Ce récit mêle les souffrances de l’enfant , de la fille et de la jeune mère, confrontée, dans cette chambre de maternité, à un bébé que son corps semble refuser à tel point que les psychologues s’alarment de son comportement et lui proposent des calmants. Pourtant, aux souvenirs de l’humiliation permanente se substitue , au fur et à mesure , la conscience  qu’il est fortement possible que “toutes les phrases en italique prononcées par ma mère , lui aient été adressées par la sienne , à qui la sienne parlait ainsi.” ( p 84 )  Chaîne maudite de la destruction des femmes par d’autres femmes qui donne une dimension tragique à la reconstitution sociologique . Et face à la voix de la narratrice, à portée de voix justement , on imagine le bébé dans son berceau en plexiglas; Adèle hurle  comme une petite louve esseulée qui cherche déjà à se faire entendre et bat la mesure du parcours de sa mère qui travaille , vieillit, essaie de s’installer et finit par se résoudre à écrire pour que sa mère, celle qui hante ses nuits , se taise enfin. Pendant qu’Adèle découvre , toutes les trois heures, le même effroi recommencé, la femme devenue sa mère, découvre l’autre côté du miroir, sa  nouvelle place .  Elle doit apprendre, pour se retrouver,  à décoller les mots qui forment  comme des croûtes : ‘T’as intérêt à faire gaffe. T’as intérêt à regarder où tu met les pieds . Tu perds rien pour attendre . ”  “le lexique de la dette recouvre tôt la langue d’une autre couche qui durcit avec le temps , avec moi “  pense -t-elle et ce combat qui commence pour elle, va consister à rompre enfin la mécanique infernale. 

 L’épilogue montre la grand mère  qui rencontre sa petite fille mais ne peut la tenir dans ses bras.  Marie, témoin de cette scène capitale écrit  “j’ai senti se défaire les deux anneaux d’une chaîne entre la gorge et l’estomac et l’air venir par là. Une vie durant je l’ai haïe de n’être plus ce qu’elle n’a jamais été. Une paire de bras, une chaude, une qui materne. Pourtant ça crevait les yeux. Et de la nuit de  mon temps remonte , car c’est l’heure, la seule phrase qu’il ne fallait pas oublier ” Ta mère , elle n’était pas faite pour ça’ .Ca c’est moi, “ajoute-t-elle,”  ce n’est pas un drame. je me materne très bien toute seule . Parce que la mère, c’est moi. ”  ( p 121 ) 

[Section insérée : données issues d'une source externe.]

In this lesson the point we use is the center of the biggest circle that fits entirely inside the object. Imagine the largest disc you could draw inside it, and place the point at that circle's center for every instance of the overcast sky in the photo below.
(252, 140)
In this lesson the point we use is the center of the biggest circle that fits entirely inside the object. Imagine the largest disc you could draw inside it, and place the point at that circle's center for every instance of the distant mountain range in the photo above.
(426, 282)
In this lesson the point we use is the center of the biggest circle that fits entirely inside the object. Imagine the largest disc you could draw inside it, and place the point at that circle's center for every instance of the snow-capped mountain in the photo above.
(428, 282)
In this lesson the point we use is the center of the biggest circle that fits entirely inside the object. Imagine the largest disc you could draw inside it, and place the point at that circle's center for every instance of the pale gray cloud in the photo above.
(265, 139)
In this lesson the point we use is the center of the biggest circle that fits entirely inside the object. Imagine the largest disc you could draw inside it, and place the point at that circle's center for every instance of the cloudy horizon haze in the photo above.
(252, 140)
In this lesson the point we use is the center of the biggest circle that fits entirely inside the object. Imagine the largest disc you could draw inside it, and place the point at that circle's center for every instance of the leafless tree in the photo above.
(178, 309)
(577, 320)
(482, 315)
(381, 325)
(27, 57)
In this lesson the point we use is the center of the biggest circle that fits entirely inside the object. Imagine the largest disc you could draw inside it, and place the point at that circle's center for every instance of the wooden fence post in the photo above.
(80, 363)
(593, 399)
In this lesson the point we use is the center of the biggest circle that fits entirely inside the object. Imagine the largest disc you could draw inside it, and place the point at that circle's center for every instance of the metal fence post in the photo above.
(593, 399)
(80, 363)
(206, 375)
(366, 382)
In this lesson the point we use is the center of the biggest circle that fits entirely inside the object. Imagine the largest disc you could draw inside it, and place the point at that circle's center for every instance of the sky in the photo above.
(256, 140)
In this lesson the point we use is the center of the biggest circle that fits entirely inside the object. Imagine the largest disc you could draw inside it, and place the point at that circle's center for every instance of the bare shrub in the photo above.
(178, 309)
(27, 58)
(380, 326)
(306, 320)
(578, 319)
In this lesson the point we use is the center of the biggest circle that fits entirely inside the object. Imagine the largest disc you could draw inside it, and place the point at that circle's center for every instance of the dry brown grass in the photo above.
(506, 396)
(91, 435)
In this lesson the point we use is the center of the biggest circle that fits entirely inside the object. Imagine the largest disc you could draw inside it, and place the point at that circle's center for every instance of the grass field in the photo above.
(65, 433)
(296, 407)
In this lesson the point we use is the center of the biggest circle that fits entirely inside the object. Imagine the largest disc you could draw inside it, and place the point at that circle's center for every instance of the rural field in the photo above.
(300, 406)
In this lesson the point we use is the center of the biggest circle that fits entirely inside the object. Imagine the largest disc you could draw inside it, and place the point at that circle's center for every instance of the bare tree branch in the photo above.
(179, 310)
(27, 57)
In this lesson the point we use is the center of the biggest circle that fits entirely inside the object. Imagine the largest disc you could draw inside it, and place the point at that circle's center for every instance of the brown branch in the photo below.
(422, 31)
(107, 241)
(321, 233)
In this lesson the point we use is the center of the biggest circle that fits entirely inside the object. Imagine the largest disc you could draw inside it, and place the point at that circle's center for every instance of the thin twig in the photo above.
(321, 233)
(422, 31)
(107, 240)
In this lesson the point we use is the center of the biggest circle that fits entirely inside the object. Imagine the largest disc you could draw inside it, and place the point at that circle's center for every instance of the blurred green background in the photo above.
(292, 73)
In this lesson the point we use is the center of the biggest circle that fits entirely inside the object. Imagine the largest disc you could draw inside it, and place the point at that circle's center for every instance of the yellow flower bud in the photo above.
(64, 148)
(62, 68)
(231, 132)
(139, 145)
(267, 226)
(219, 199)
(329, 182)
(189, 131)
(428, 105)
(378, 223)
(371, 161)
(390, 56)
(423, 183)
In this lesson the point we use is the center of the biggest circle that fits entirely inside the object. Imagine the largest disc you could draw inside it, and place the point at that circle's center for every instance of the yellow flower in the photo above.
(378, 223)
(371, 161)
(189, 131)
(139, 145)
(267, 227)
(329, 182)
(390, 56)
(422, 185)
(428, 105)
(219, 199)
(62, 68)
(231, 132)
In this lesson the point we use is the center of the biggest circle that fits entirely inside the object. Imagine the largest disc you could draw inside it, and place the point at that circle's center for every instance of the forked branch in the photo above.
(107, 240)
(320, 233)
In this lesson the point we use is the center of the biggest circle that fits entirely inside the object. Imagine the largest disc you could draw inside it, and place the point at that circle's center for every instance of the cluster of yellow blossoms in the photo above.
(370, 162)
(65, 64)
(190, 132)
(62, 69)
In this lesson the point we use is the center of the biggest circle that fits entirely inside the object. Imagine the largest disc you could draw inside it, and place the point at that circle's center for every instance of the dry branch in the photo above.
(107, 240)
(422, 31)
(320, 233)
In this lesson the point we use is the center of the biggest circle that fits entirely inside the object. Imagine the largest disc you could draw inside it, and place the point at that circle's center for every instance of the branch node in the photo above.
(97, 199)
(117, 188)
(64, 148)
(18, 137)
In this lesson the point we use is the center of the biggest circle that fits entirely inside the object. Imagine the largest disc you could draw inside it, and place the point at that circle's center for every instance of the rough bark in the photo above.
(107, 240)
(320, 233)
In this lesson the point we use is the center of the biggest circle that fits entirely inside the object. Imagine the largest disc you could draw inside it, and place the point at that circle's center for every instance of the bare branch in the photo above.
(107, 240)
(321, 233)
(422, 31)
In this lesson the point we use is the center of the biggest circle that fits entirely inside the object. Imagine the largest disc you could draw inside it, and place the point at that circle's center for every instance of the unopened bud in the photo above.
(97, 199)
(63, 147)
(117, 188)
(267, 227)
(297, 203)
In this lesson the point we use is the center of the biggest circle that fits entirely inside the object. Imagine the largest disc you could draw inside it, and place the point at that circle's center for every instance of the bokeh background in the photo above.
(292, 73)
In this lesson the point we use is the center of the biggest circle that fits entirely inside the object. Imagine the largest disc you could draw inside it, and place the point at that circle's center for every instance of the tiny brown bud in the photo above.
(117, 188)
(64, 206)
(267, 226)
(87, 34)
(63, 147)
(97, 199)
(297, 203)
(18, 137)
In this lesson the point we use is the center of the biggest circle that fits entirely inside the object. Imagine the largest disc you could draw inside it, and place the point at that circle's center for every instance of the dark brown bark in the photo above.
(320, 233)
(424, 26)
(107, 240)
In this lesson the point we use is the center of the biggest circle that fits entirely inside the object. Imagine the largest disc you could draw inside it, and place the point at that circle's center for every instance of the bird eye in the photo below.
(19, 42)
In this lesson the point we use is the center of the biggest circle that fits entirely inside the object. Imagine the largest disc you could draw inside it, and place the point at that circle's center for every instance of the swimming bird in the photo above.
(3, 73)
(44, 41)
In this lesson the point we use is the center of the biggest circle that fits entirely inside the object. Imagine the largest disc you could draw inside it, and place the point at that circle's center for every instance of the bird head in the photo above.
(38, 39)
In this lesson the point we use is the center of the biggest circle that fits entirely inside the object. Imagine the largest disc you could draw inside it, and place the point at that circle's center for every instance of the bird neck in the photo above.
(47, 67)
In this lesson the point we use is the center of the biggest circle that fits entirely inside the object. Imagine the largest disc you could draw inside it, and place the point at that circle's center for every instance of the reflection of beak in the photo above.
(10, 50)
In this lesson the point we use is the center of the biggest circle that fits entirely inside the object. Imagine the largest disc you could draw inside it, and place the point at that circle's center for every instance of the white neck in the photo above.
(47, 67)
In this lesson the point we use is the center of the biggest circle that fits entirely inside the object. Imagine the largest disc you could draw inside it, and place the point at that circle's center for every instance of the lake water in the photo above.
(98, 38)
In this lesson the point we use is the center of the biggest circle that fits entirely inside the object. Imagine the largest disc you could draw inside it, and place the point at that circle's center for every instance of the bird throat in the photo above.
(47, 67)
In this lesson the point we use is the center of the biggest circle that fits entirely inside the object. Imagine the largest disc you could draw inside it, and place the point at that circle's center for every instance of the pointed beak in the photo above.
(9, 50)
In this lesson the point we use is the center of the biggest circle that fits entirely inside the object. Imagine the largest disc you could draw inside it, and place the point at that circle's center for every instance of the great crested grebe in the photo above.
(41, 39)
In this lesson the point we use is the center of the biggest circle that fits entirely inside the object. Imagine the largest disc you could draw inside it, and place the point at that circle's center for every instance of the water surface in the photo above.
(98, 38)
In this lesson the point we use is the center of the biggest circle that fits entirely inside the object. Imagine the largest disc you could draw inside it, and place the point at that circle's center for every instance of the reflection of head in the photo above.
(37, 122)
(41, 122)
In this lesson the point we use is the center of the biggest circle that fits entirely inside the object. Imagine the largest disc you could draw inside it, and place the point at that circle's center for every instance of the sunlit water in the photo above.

Un récit à conseiller à toutes celles qui cherchent à comprendre ce qui fait de nous des filles, des femmes , des mères et comment nous parvenons à  fair tenir ensemble  l’image de celles qui furent, nos grand-mères et celles seront un jour prochain, femmes à leur tour . Toutes nous  prenons place, côte à côte, dans la chaîne qui nous lie et nous maintient  .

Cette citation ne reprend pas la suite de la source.